Volunteers pack boxes for Food Bank of Siouxland in Sioux City in October 2010. State funding for the program was recently cut.

Tim Hynds, Sioux City Journal file

DES MOINES | Lt. Gov. Kim Reynolds on Monday encouraged Iowans to donate to the Food Bank of Iowa and defended Gov. Terry Branstad’s veto of $500,000 for the program. The Siouxland Food Bank was going to receive about $37,500 through the nonprofit organization.

Saying that campaigns for the Food Bank should be “privately led, publicly endorsed,” Reynolds said the Branstad administration has supported the program and even started it in 1983 during the farm crisis.

The group provides food for 425 partner agencies in 55 counties.

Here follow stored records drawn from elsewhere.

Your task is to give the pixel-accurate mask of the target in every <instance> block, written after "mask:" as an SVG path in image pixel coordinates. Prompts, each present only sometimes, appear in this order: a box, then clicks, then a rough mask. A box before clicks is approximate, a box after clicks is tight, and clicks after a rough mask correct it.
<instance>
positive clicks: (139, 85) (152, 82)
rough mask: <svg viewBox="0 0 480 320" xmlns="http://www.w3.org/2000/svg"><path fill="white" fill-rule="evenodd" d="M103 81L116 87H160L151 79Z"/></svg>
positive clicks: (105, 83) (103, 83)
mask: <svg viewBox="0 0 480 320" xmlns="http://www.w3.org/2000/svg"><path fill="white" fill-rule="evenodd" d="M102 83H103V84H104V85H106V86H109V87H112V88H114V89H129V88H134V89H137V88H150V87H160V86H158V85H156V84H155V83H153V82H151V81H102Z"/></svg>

Branstad killed a $500,000 appropriation for the nonprofit by a line-item veto on May 25, with the money going back to the state’s general fund. In a veto message, Branstad said that “private donations are the best way to support the Food Bank,” rather than taxpayer money.

Linda Scheid, executive director of the Siouxland Food Bank, which provides food to 11 counties, said the idea of relying on private donations at a time of economic uncertainty and high demand is shortsighted. Requests are up about 32 percent over the past two years, she said.

“I understand that concept, but it is simply not enough, not when you have that kind of increase in that time frame,” Scheid said.

The comments from Reynolds came during a press conference to announce details for Yankee Doodle Drive Against Hunger, a central Iowa food drive next month.

Carey Miller, the executive director of the Food Bank of Iowa, who joined Reynolds at the news conference, said summer is a particularly hard time for the organization because schoolchildren who depend on free and reduced-price lunches during the school year don’t have the same access to meals during summer.

She said the organization is “happy for the support” it has received from the state.

Thirty-eight states have a state emergency food allocation; Iowa is one of a dozen that do not.

Scheid said the situation means fundraisers are even more important for food providers.

“Right now, the demand is so high,” she said, “and the supply is so low.”